RL systems are also highly complex. The published algorithms are hard to reproduce, the code that comes with the publication sometime may have large numbers of variables, and they may not be working as robustly when testing with other use cases. Developing robust and easy to reproduce RL algorithms is an important step toward reproducible algorithms, and it is an issue that comes up repeatedly as we talk with data scientists and others who want to use RL for industrial use cases.

Challenge 2: Libraries, Tools, and Frameworks

Libraries, tools, and frameworks for RL are still maturing, and many are proprietary solutions that limit future flexibility. Intel introduced Reinforcement Learning Coach (RL Coach) in 2017 as a comprehensive, open source library and framework for developing, training, and evaluating RL agents. A recent survey of RL frameworks by Winder Research called RL Coach “the most comprehensive framework with the best documentation and a fantastic level of modularity.” Winder also praised RL Coach for having a “colossal” number of implemented algorithms and integrated RL environments, as well as the hooks it provides for deployment with Kubernetes.

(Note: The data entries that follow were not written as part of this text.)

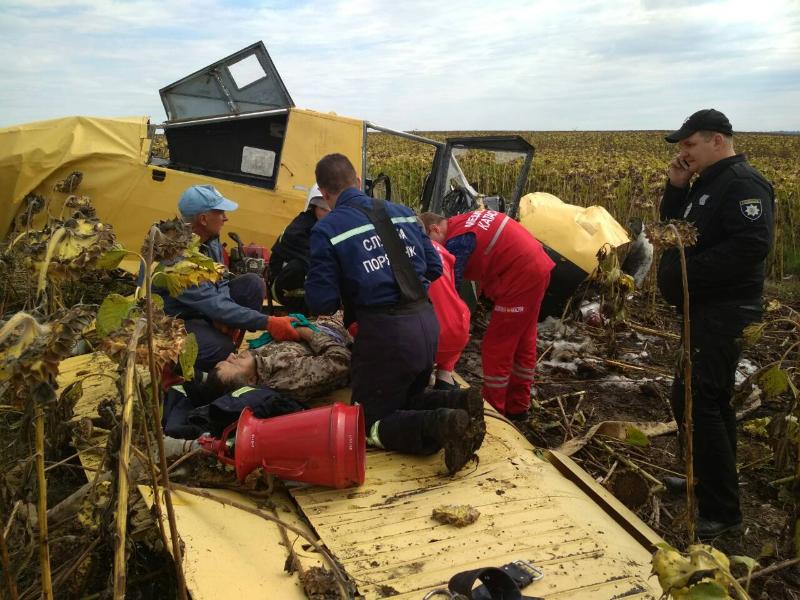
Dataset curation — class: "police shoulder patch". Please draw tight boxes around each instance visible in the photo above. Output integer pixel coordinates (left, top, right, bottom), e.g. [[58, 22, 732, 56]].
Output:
[[739, 198, 764, 221]]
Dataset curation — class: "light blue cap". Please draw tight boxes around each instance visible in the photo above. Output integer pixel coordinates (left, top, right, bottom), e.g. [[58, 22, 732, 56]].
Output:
[[178, 185, 239, 217]]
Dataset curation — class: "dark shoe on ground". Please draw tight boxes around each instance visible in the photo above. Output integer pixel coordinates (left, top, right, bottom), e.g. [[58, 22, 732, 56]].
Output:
[[433, 379, 460, 392], [467, 419, 486, 454], [697, 517, 742, 540], [427, 408, 474, 475], [661, 475, 686, 496]]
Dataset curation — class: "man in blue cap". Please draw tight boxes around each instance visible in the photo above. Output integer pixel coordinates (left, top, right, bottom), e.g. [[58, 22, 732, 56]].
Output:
[[155, 185, 299, 371], [658, 108, 775, 540]]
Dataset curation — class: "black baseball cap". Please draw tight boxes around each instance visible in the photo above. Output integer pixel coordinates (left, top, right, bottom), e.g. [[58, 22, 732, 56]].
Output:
[[664, 108, 733, 144]]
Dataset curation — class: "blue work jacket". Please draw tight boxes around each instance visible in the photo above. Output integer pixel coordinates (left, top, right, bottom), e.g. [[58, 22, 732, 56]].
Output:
[[305, 188, 442, 314], [153, 238, 267, 331]]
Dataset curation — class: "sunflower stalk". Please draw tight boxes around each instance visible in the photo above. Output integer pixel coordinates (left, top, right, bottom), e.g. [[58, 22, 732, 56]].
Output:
[[144, 226, 187, 600], [666, 223, 696, 543], [33, 383, 53, 600]]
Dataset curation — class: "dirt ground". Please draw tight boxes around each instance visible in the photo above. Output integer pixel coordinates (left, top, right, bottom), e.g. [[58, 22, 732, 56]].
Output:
[[457, 285, 800, 600]]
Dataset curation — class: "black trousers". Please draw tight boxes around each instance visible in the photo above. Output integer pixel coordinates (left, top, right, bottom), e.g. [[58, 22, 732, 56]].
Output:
[[184, 273, 267, 371], [351, 302, 440, 454], [671, 302, 761, 523]]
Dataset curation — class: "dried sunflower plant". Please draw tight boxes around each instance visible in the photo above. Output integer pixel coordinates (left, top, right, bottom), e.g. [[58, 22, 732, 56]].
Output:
[[0, 172, 212, 599], [645, 220, 697, 541]]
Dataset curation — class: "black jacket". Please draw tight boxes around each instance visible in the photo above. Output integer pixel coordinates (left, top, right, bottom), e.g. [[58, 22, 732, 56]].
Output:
[[269, 207, 317, 276], [658, 154, 775, 307]]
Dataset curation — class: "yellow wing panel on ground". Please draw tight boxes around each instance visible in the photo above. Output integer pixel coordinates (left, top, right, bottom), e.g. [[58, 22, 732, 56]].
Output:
[[519, 192, 630, 274]]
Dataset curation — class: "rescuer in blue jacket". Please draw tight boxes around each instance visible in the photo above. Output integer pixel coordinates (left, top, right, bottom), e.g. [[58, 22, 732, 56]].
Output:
[[153, 185, 298, 371], [658, 108, 775, 540], [305, 154, 485, 473]]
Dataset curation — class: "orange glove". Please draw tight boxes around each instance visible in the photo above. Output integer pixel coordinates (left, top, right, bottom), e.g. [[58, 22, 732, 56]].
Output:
[[267, 317, 300, 342]]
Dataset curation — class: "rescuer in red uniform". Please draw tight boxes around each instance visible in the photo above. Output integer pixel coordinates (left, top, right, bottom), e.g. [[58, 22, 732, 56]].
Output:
[[423, 234, 469, 390], [422, 210, 555, 419]]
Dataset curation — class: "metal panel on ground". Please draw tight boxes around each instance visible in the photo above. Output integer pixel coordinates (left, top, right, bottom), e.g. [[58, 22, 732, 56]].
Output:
[[292, 418, 660, 600]]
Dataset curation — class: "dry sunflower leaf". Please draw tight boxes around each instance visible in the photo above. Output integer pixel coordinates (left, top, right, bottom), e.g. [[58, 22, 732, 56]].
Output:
[[758, 365, 789, 398], [652, 543, 731, 600], [645, 220, 697, 248], [431, 504, 481, 527], [53, 171, 83, 194]]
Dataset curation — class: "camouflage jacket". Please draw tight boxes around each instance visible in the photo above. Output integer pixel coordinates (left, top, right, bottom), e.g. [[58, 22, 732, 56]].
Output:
[[252, 332, 350, 400]]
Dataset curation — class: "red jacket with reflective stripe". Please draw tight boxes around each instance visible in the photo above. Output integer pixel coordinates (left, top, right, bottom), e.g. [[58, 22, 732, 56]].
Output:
[[428, 240, 469, 352], [447, 210, 555, 302]]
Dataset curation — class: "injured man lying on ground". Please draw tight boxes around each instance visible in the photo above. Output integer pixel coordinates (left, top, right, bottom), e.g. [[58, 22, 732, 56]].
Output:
[[162, 313, 352, 440]]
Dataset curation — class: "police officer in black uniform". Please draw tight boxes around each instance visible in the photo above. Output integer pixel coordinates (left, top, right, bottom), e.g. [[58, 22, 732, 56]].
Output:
[[305, 154, 485, 473], [658, 109, 774, 539]]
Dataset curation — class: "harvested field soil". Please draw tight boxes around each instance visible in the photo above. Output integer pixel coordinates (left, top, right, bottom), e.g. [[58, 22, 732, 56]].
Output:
[[457, 286, 800, 600]]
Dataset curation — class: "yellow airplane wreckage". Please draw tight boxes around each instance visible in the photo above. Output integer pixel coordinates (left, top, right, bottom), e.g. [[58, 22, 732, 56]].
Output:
[[0, 43, 661, 600]]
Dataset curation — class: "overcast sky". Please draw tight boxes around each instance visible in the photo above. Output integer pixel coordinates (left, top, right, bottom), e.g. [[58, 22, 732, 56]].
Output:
[[0, 0, 800, 131]]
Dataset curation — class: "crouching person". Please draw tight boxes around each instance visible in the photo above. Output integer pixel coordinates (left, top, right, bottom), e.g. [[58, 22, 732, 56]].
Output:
[[305, 154, 485, 473], [154, 185, 297, 371], [162, 313, 351, 439]]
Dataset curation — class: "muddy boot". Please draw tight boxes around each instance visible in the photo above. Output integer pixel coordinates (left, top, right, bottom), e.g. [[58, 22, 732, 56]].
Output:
[[459, 387, 486, 420], [424, 408, 474, 475], [413, 387, 483, 421]]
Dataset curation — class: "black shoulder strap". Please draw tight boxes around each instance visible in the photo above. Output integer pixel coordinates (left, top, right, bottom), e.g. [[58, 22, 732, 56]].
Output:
[[355, 198, 427, 304]]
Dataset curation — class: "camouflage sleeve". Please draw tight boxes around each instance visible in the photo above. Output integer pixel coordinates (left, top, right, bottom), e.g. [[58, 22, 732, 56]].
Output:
[[256, 332, 350, 400]]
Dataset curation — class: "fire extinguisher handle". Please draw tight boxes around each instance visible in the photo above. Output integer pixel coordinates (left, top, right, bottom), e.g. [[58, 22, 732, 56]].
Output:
[[261, 461, 308, 479]]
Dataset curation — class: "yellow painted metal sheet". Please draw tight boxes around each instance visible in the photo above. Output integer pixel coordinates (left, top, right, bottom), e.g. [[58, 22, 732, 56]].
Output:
[[519, 192, 630, 273], [139, 485, 323, 600], [276, 109, 364, 193], [59, 355, 660, 600], [0, 117, 150, 240], [292, 418, 660, 600], [0, 109, 363, 272]]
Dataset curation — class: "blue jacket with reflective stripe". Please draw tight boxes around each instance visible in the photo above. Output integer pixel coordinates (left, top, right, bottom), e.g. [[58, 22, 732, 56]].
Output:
[[305, 188, 442, 314]]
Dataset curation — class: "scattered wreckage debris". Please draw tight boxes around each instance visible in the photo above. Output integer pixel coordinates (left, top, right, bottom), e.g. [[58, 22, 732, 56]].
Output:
[[431, 504, 481, 527]]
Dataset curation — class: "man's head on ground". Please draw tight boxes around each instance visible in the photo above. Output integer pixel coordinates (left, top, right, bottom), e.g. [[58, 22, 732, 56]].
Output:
[[209, 350, 258, 392], [306, 183, 331, 221], [178, 185, 239, 242], [419, 212, 447, 244], [211, 311, 352, 395], [664, 108, 735, 173], [314, 154, 361, 210]]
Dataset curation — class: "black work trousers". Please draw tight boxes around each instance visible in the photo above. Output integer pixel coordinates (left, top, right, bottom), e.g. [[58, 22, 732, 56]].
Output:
[[184, 273, 267, 371], [671, 302, 761, 523], [351, 301, 440, 454]]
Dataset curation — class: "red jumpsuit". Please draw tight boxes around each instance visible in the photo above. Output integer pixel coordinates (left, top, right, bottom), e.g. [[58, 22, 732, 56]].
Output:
[[428, 240, 469, 371], [447, 210, 555, 414]]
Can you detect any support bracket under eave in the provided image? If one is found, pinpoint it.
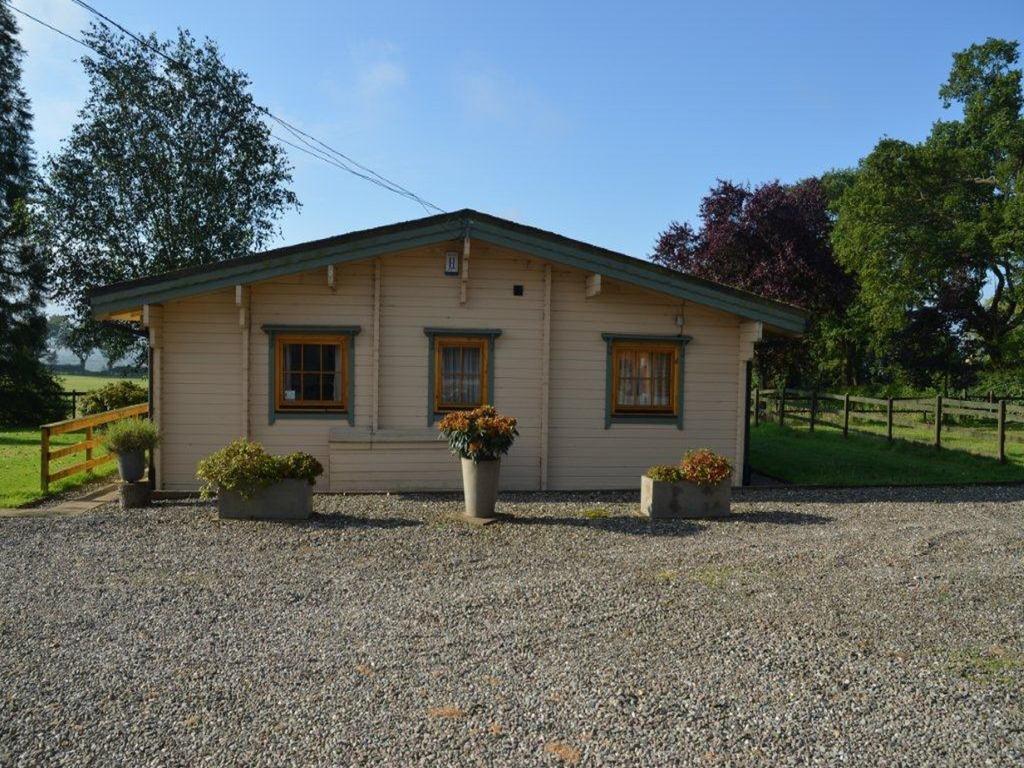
[459,234,469,304]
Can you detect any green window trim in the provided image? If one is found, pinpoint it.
[601,333,693,429]
[423,328,502,427]
[261,325,362,426]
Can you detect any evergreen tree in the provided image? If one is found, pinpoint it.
[0,2,65,424]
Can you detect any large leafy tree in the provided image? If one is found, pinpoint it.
[652,179,857,383]
[0,3,63,424]
[41,26,298,339]
[833,39,1024,381]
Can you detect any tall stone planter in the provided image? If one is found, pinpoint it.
[217,480,313,520]
[117,449,145,482]
[462,458,502,522]
[640,475,732,519]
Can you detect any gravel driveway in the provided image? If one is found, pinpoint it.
[0,487,1024,766]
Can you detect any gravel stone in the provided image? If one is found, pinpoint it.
[0,487,1024,766]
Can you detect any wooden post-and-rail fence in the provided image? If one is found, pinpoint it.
[39,402,150,494]
[751,388,1024,464]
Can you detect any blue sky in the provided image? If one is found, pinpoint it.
[12,0,1024,264]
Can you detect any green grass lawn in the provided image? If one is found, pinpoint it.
[0,429,117,507]
[751,416,1024,485]
[57,374,145,392]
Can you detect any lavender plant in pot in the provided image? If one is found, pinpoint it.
[437,406,519,522]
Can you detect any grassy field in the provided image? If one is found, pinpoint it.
[0,374,145,507]
[0,429,117,507]
[57,374,145,392]
[751,417,1024,485]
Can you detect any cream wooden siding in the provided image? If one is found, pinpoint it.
[157,290,242,490]
[153,241,741,492]
[548,268,739,489]
[356,242,544,490]
[249,261,373,490]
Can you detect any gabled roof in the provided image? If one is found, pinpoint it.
[90,208,806,334]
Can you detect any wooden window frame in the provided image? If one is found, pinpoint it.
[601,333,691,429]
[423,328,502,426]
[261,324,361,426]
[434,336,490,414]
[273,334,351,414]
[611,341,681,417]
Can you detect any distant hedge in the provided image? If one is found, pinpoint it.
[82,380,150,416]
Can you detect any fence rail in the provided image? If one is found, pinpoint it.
[39,402,150,494]
[751,388,1024,464]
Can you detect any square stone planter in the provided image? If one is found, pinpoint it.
[217,480,313,520]
[640,475,732,519]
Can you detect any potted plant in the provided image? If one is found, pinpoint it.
[437,406,519,522]
[103,419,160,482]
[196,440,324,520]
[640,449,732,518]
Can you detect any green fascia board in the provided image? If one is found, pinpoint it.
[423,328,502,427]
[91,209,806,333]
[470,221,806,333]
[260,324,362,427]
[92,223,465,313]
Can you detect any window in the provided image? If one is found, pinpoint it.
[275,335,350,413]
[423,328,502,425]
[601,334,690,429]
[612,342,679,415]
[434,337,488,412]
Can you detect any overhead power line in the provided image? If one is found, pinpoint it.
[6,0,444,213]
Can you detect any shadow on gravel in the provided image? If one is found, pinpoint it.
[509,516,703,537]
[309,512,423,530]
[733,484,1024,504]
[711,510,835,525]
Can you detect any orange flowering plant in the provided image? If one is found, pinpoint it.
[679,449,732,487]
[437,406,519,462]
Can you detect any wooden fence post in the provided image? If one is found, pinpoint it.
[39,427,50,494]
[85,427,92,475]
[998,399,1007,464]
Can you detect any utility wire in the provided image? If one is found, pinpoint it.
[62,0,441,211]
[0,0,444,213]
[66,0,442,212]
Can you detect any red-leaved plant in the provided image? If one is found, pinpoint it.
[679,449,732,487]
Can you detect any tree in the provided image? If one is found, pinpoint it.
[0,3,63,424]
[41,26,298,344]
[652,174,855,383]
[833,39,1024,379]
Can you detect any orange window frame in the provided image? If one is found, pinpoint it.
[274,334,350,414]
[434,336,490,413]
[611,341,680,416]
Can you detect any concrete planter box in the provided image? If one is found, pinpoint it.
[640,475,732,519]
[217,480,313,520]
[462,459,502,520]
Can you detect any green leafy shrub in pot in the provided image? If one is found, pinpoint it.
[82,380,150,416]
[196,440,324,499]
[645,464,683,482]
[102,419,160,455]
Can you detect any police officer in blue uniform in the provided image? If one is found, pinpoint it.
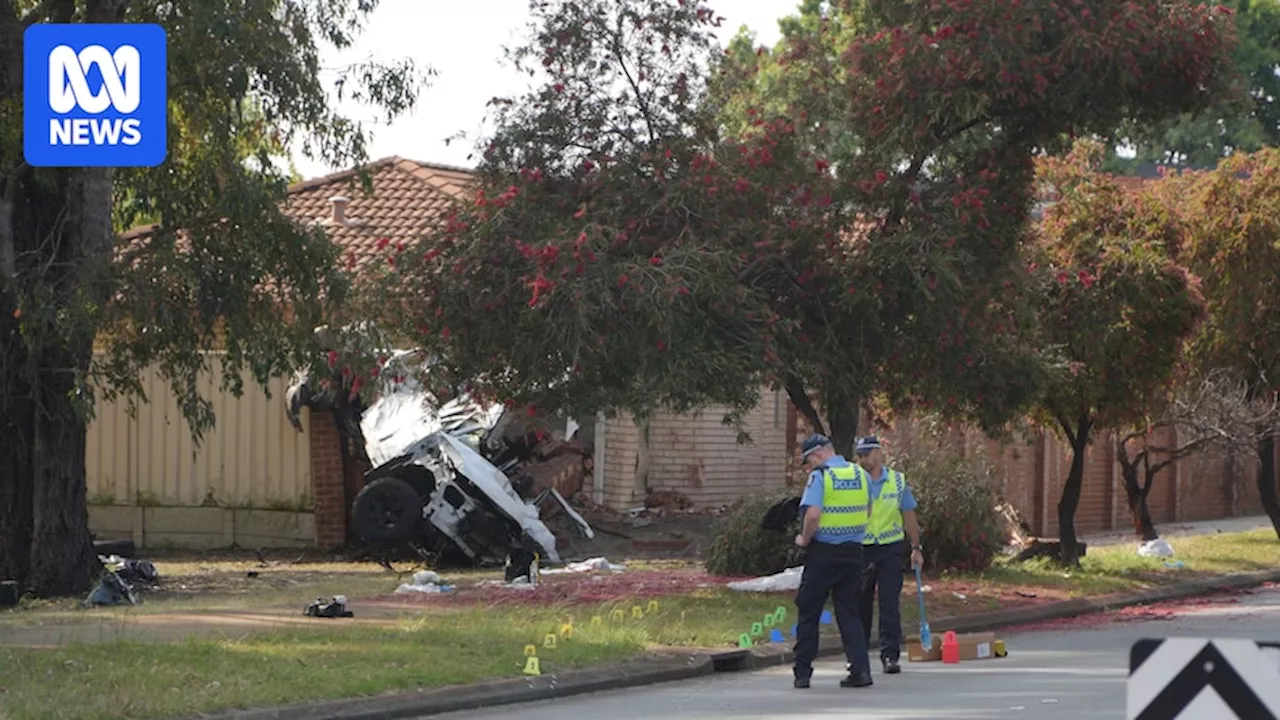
[855,436,924,675]
[794,434,872,688]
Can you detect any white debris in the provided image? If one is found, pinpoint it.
[476,570,547,591]
[396,570,453,594]
[541,557,627,575]
[1138,538,1174,557]
[728,565,804,592]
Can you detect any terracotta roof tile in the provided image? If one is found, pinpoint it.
[119,155,474,279]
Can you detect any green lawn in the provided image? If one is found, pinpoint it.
[0,520,1280,720]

RL is often paired with a simulation of the environment, enabling the use of real-time feedback to tune the learning system. But many use cases also lack a rich base of simulation software. With methods such as Batch RL, reinforcement learning can also allow faster, more cost-effective training of models based on historical data. We recently implemented Batch RL support in Coach 1.0.0 to help researchers and developers to use Coach and apply RL when your use case doesn’t allow a simulator

Challenge 3: Infrastructure Access

RL training is often compute- and memory-intensive, while many data scientists and researchers lack access to such powerful data center infrastructure. Intel has worked with Amazon to integrate RL Coach with the Amazon SageMaker* platform. Developers and researchers can use RL Coach to experiment with and deploy RL models while taking advantage of Amazon Web Services’ scalable computing services based on 2nd Generation Intel® Xeon® Scalable processors and other data center technologies from Intel. Intel continues to design our data center technologies around the requirements of AI workloads, ensuring robust performance for RL in the cloud and on premises.

Driving RL toward Maturity

Reinforcement learning is an exciting domain that is at the beginning of delivering value in AI use cases. By working together, we can significantly advance the maturing of RL and spread its benefits more broadly.

I encourage you to build on the work we have provided for RL. Contribute your RL codes to the open source community so data scientists and developers can reproduce and further them. Take advantage of RL Coach and Amazon SageMaker as needed to access high-performance infrastructure. Capitalize on the groundwork being done by RL researchers and developers. I’m excited to see what our work will make possible.